Dieu « veut habiter avec nous, il veut habiter en nous, ne pas rester loin », a insisté le pape en soulignant l’emploi du verbe « habiter » dans le passage de l’Evangile. Et d’interroger : « Et nous, voulons-nous lui faire de la place ? », en invitant à répondre de manière concrète : « Quel est l’espace que je garde uniquement pour moi et où je ne veux pas que Dieu vienne ? » « Soyons sincères, et répondons-y », a-t-il exhorté.
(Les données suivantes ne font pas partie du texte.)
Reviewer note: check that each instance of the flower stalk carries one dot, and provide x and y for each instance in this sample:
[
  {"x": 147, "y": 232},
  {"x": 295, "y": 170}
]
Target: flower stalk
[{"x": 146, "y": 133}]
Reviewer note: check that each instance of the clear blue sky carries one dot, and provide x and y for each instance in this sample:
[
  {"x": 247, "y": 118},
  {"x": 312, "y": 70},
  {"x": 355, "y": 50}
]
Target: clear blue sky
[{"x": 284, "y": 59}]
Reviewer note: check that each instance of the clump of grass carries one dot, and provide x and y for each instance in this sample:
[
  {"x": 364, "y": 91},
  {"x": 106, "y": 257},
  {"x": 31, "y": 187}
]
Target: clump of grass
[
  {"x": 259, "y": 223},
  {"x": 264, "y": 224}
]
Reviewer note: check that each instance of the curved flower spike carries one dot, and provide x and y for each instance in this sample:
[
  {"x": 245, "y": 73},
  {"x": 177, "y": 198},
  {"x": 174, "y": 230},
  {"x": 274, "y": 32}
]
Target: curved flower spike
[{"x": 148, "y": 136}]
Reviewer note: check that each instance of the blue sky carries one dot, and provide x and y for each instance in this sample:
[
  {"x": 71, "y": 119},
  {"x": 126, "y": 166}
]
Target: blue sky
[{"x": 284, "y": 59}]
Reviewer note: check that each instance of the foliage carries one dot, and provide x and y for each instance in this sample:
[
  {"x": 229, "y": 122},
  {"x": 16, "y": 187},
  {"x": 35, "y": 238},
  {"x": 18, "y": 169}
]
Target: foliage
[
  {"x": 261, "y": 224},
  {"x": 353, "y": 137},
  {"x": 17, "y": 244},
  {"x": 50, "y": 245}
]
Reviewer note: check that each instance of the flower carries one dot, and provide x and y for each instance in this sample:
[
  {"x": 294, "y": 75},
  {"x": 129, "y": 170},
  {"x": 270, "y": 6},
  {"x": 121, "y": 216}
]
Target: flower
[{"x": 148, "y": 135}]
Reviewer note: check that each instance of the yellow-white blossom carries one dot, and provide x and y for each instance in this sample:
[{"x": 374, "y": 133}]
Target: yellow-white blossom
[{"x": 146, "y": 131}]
Paroles du pape François avant l’angelus
Chers frères et sœurs, bonjour !
L’Evangile de la liturgie de ce jour nous offre une très belle phrase, que nous prions souvent à l’Angelus et qui, à elle seule, nous révèle le sens de Noël : « Et le Verbe s’est fait chair, il a habité parmi nous » (Jn 1, 14). Si nous y réfléchissons, ces paroles contiennent un paradoxe. Elles mettent ensemble deux réalités opposées : le Verbe et la chair. « Verbe » indique que Jésus est la Parole éternelle du Père, Parole infinie, qui existe depuis toujours, avant toutes les choses créées ; « chair » indique en revanche précisément notre réalité, réalité créée, fragile, limitée, mortelle. Avant Jésus, c’était deux mondes séparés : le Ciel opposé à la terre, l’infini opposé au fini, l’esprit opposé à la matière. Et il y a une autre opposition dans le Prologue de l’Evangile de Jean, un autre binôme : lumière et ténèbres (cf. v. 5). Jésus est la lumière de Dieu entrée dans les ténèbres du monde. Lumière et ténèbres. Dieu est lumière : en lui, il n’y a pas d’opacité ; en nous, en revanche, il y a beaucoup d’obscurité. Maintenant, avec Jésus, lumière et ténèbres se rencontrent : sainteté et faute, grâce et péché. Jésus, l’incarnation de Jésus est précisément le lieu de la rencontre, de la rencontre entre Dieu et les hommes, la rencontre entre la grâce et le péché.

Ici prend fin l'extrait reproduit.